Added to my Vandaceous collection recently. I have wanted to collect the last few required plants in the Aerides group and the Rhyncostylis family.
Yesterday they arrived.

Aerides retusa, small but in spike.
Aerides houlletiana, medium size, 2 spikes.
Rhy coelestis Blue
Rhy coelestis Pink
Both Rhy. stud plants from the nursery. Top quality blooms

Last week.

Ascovandoritis Thai Ruby 'Hildos'
Mok.
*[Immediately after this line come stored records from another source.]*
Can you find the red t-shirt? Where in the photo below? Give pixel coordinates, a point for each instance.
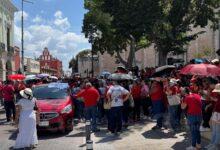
(8, 92)
(90, 96)
(158, 94)
(194, 104)
(136, 92)
(217, 105)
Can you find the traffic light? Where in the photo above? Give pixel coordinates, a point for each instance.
(25, 68)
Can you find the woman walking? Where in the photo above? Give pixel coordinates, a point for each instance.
(193, 104)
(27, 136)
(215, 122)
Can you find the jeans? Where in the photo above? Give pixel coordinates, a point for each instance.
(206, 115)
(174, 112)
(126, 111)
(194, 122)
(9, 107)
(90, 114)
(158, 111)
(215, 133)
(115, 124)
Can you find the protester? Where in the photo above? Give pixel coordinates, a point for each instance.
(145, 99)
(157, 95)
(136, 94)
(215, 122)
(116, 95)
(193, 104)
(91, 97)
(9, 98)
(26, 120)
(173, 96)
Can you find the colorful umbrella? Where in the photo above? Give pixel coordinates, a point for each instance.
(201, 69)
(16, 77)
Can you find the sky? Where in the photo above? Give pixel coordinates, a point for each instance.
(56, 24)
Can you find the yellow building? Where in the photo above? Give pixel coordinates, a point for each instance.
(7, 10)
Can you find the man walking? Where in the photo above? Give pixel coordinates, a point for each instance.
(8, 96)
(91, 97)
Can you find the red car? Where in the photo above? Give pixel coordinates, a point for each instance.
(56, 107)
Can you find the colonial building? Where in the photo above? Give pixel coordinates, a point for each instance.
(205, 45)
(50, 64)
(7, 65)
(85, 65)
(32, 66)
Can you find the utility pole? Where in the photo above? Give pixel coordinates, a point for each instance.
(22, 33)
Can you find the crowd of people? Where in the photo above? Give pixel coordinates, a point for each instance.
(122, 103)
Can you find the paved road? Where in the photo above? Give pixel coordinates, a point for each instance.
(136, 137)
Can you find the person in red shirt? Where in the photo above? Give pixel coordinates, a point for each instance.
(136, 94)
(173, 96)
(8, 96)
(215, 120)
(193, 104)
(91, 97)
(157, 95)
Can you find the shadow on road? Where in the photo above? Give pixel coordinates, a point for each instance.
(158, 134)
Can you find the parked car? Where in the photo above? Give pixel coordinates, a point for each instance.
(56, 107)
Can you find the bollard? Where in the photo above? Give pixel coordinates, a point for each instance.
(89, 145)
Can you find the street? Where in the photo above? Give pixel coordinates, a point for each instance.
(138, 136)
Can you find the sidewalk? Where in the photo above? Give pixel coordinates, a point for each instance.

Khaw Phaik Suan x Ascda Gua Chia Long.
Paph concolor v Hennisianum
Ang. leonis


----------



## JeanLux (Sep 20, 2008)

you did a very nice shopping Roy, we will have the pleasure to see picts soon!!!  Is your Angr. also a mature plant?? Jean


----------



## Roy (Sep 20, 2008)

Yes it is Jean, hopefully it will through a spike or 2. I believe it is the Madagascan form.


----------



## NYEric (Sep 20, 2008)

Good deal, photos please.


----------



## Yoyo_Jo (Sep 20, 2008)

:clap::clap::clap:

Sounds like great acquisitions...how 'bout some pix?


----------



## Roy (Sep 21, 2008)

Ok, pic of the plants that arrived last Friday.
Back left, Rhy retusa, back right, Aer. houlettiana, stake for support till settled in, 2 spikes.
Front left, Rhy coelestis v Pink & the blue coelestis on the right.
They look a bit rough but are actually good. Will improve greatly here.


----------



## Roy (Sep 21, 2008)

Last week.

Ascovandoritis Thai Ruby 'Hildos'
Mok. Khaw Phaik Suan x Ascda Gua Chia Long.
Paph concolor v Hennisianum pot size 100mm
Ang. leonis pot size 115mm


----------



## NYEric (Sep 21, 2008)

Looking good, thanx.


----------



## JeanLux (Sep 22, 2008)

oh yes ,leonis looking great (about same size as mine that has flowered 3 x) Jean


----------



## Roy (Sep 22, 2008)

Hopefully mine will flower this year also Jean.

Big OOOOOOOPPPPPPs, I called Rhyn. retusa an Aerides....me goose.


----------



## SlipperFan (Sep 22, 2008)

You are forgiven. Beautiful plants!


----------



## Yoyo_Jo (Sep 23, 2008)

Nice! :clap:


----------